さっきまで高速を走っていたはずの車は、どこかわからないけれど木々に囲まれた駐車場らしき場所に停車している。
やっぱり眠ってしまっていたのだと自覚して、彰人さんに体を向けた。
「ごめんなさい、私、いつの間にか寝て……」
「昨日もあの調子じゃあ、眠りが浅かったんだろう。睡眠は大事だ。眠れるときに寝たらいい。それに──」
付け加えるように「自然に眠れるくらい、乗り心地がよかったってことだな」なんて言い、ふっと笑って見せた。

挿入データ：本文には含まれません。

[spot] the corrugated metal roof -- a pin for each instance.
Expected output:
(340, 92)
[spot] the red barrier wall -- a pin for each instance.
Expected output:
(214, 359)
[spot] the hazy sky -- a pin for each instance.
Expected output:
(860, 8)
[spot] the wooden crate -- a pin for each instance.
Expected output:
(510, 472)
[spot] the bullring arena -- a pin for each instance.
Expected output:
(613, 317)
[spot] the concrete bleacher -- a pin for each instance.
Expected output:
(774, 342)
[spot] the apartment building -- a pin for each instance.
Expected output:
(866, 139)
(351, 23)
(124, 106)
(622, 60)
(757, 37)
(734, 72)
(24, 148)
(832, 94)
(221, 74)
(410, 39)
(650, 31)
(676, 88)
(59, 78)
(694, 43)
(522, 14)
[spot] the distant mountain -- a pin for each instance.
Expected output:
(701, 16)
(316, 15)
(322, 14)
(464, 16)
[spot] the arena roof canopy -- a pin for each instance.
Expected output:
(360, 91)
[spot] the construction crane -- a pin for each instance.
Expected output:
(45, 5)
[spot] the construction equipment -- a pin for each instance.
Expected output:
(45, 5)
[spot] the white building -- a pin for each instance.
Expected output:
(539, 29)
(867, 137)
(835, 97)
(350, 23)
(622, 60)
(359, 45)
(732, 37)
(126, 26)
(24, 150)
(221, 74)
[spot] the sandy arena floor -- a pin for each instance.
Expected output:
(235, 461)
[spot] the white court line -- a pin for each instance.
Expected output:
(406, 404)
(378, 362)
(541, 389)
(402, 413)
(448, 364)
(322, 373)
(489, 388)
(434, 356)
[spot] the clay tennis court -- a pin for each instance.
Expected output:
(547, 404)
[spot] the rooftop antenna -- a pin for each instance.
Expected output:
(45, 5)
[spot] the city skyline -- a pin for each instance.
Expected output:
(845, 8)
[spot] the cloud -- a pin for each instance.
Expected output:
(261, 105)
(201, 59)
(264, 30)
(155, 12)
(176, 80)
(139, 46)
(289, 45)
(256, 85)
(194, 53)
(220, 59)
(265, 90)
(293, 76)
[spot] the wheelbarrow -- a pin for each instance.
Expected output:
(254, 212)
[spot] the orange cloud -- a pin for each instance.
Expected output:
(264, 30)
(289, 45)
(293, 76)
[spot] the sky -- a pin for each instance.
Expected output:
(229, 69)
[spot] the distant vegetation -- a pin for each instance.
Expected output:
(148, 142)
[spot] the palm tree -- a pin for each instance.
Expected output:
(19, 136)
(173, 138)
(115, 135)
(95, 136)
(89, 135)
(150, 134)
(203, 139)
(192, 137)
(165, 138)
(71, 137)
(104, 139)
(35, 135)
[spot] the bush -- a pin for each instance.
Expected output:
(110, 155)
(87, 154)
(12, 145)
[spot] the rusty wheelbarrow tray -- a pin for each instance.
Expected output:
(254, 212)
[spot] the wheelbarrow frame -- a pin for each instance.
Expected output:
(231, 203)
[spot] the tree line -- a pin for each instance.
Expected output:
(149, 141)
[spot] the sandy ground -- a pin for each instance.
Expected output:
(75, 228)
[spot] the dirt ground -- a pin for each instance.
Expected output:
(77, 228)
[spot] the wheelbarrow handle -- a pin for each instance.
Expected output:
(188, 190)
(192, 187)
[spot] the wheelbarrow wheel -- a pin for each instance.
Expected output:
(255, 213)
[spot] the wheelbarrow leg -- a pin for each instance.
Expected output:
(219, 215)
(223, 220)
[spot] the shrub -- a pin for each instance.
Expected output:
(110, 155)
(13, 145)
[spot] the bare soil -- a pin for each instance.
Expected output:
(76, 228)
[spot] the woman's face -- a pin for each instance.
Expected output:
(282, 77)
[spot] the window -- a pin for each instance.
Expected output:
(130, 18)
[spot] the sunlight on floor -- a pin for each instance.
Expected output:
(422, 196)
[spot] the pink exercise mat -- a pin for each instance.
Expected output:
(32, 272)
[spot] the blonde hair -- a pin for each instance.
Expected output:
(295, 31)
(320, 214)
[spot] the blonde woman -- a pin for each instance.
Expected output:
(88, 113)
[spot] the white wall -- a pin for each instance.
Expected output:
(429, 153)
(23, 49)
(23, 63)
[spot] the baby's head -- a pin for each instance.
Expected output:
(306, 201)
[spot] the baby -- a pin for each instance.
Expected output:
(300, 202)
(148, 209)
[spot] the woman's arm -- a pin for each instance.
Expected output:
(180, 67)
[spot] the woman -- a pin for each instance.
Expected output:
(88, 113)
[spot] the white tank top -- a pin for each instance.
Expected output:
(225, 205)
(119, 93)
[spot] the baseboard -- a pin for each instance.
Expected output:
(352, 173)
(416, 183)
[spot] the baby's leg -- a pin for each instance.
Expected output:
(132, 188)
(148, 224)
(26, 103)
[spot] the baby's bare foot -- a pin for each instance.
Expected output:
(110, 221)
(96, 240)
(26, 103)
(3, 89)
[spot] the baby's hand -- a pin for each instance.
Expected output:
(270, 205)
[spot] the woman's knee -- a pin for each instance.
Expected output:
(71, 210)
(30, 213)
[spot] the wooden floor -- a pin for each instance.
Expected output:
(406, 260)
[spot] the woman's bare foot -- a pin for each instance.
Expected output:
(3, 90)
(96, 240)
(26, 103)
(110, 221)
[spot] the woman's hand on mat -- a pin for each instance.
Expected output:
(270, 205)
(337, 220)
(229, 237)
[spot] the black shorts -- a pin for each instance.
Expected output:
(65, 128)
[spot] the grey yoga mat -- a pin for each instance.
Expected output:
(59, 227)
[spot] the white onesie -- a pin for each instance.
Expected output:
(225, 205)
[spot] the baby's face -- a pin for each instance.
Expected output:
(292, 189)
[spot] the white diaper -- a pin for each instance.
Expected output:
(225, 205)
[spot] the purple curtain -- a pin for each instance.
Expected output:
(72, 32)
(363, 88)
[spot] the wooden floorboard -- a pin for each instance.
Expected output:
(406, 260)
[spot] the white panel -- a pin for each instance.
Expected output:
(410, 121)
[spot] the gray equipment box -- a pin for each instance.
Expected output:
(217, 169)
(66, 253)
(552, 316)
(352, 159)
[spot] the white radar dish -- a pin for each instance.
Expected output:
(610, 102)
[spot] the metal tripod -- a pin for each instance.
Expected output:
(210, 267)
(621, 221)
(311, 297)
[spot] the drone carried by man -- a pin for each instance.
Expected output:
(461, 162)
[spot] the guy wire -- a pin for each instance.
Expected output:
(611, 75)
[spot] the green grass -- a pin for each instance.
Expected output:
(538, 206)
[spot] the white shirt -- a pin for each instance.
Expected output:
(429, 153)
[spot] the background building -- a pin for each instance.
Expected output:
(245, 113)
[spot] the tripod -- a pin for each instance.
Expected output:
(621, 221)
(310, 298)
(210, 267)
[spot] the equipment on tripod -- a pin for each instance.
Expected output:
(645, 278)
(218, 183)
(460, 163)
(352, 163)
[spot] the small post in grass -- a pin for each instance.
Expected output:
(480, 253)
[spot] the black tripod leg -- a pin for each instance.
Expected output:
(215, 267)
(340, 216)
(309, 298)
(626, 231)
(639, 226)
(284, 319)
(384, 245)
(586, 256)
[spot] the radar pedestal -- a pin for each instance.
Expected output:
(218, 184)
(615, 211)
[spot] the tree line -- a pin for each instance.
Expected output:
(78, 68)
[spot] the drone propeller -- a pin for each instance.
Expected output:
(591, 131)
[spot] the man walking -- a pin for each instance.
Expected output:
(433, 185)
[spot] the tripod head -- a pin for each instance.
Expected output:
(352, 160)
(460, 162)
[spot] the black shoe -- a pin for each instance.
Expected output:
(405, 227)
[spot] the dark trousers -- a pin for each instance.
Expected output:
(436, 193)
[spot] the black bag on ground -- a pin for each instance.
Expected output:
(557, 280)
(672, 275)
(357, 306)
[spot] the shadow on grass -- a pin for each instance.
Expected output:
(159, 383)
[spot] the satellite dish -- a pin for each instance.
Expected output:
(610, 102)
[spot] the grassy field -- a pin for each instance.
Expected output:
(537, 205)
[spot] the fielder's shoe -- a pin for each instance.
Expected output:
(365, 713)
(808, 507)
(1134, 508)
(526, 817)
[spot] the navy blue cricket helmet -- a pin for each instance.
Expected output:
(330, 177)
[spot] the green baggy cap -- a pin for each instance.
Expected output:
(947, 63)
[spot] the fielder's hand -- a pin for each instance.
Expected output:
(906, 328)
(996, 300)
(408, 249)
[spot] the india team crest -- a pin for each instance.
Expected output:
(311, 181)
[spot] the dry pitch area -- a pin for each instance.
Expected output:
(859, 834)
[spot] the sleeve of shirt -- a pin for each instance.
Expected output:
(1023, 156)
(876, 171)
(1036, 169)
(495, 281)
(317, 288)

「それは、間違いないと思います。こんな吸い込まれるような座り心地の車のシート、この世に存在するんだって、はじめて乗せてもらったときから思ってました」
「それは大袈裟じゃないか?」
彰人さんはクスッと笑う。その笑顔が素敵で胸がきゅんとする。
数時間前、会社で目のあたりにした厳しい横顔を見せていた人と同一人物なのかと疑うほど、今は穏やかな表情だ。